Clinton a Republican?

Paul Henry Rosenberg rad at gte.net
Sun Sep 13 09:55:45 PDT 1998


James Devine wrote:


> I said that if it weren't for the GOP vs. Clinton antagonism,
> people would see that Clinton is a Republican. Brad De Long
> asked "an Eisenhower Republican?" which might be a reference
> to Clinton's self-description (according to Woodward) when
> he discovered the Discipline imposed by the Bond(age) Market.
>
> I guess we could do a comparison: Eisenhower threatened to
> use nukes on N. Korea and at Dien Bien Phu. Clinton bombed
> a medicine factory. Eisenhower only threatened, while Clinton
> acted. Etc. But that kind of accounting would be fruitless, IMHO.

In early 1992 I was talking with Harold Meyerson, LA Weekly editor, DSA mucky-muck, and "pragmatic" enthusiast of the "possibilities" Clinton might create. I asked him what he thought about having TWO Rockefeller Republicans leading the Democratic primary race. (Remember Paul Tsongas, and how GOOD he made Clinton seem if you had no peripheral vision at all?)

Harold responded that he didn't think Clinton was a Rockefeller Republican, he was a Rockefeller Democrat. (This was before Clinton did his mini-Attica routine, flying back to Arkansas to be on the job while Ricky Ray Rector, a mentally retarded black man, was executed. Rector was so severely impaired that he didn't eat the peacan pie slice from his last meal, instead setting it aside "for later.")

I shook my head.

"Well see." I said, as darkly as I could manage in the midday LA sun. I had this premonition that we really would.

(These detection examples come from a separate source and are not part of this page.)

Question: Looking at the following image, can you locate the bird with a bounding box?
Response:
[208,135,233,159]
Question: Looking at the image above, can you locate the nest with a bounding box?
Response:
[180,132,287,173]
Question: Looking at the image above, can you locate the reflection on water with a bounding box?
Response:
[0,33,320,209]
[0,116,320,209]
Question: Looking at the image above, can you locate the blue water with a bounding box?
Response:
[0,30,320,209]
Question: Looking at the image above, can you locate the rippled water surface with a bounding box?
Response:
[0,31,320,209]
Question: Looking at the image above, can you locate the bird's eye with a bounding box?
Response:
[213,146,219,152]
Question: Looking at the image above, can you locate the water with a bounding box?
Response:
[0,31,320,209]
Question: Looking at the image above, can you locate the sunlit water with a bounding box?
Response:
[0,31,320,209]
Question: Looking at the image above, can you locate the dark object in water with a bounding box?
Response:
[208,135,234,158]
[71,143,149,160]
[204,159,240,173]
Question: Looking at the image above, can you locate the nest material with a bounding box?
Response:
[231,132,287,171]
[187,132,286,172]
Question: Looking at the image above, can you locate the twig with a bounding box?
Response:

> Some of the left's lesser evilism on this question seems
> more and more reminiscent of a discussion in Phillip K.
> Dick's MAN IN THE HIGH CASTLE. It's about an imaginary
> world where Hitler won WW2. People in a restaurant
> in that part of the US that wasn't occupied by either
> Japan or Germany are discussing the succession issue:
> now that it's pretty clear that Hitler is going to die,
> who will succeed him? who would be better, Himmler or
> Goebels? maybe this guy Heydrick?

I've been thinking about *The Man In The High Castle*, too, but for a different--though not completely unrealted reason. I've just finished reading *The Spitting Image: Myth Memory, and the Legacy of Vietnam.* by Jerry Lembcke. It's a brilliant debunking of the myth that anti-war protesters spat on returning Vietnam vets, along with an analysis of the sources and context for the cultural production of the myth, as well as it's fuction during the Gulf War period--when Lembcke first confronted the myth, drawing on his own background as a Vietnam vet and memeber of Vietnam Veterans Against the War.

*The Man In The High Castle* kept haunting me as I read. It's alternative history perfectly captured the amazing contrast between the reality of the Vietnam War, symbolized in no small way by the VVAW and its radical political response to the war, and the false memory symbolized symbolized by the myth of veterans spat upon by protesters.

This relates to Jim's point when one recalls the way Clinton disowned his own anti-war activism -- adding his weight to the unreal over the real -- and then appointed his ideological (but id-repressed) doppleganger, Al Gore, to be his own successor.

-- Paul Rosenberg Reason and Democracy rad at gte.net

"Let's put the information BACK into the information age!"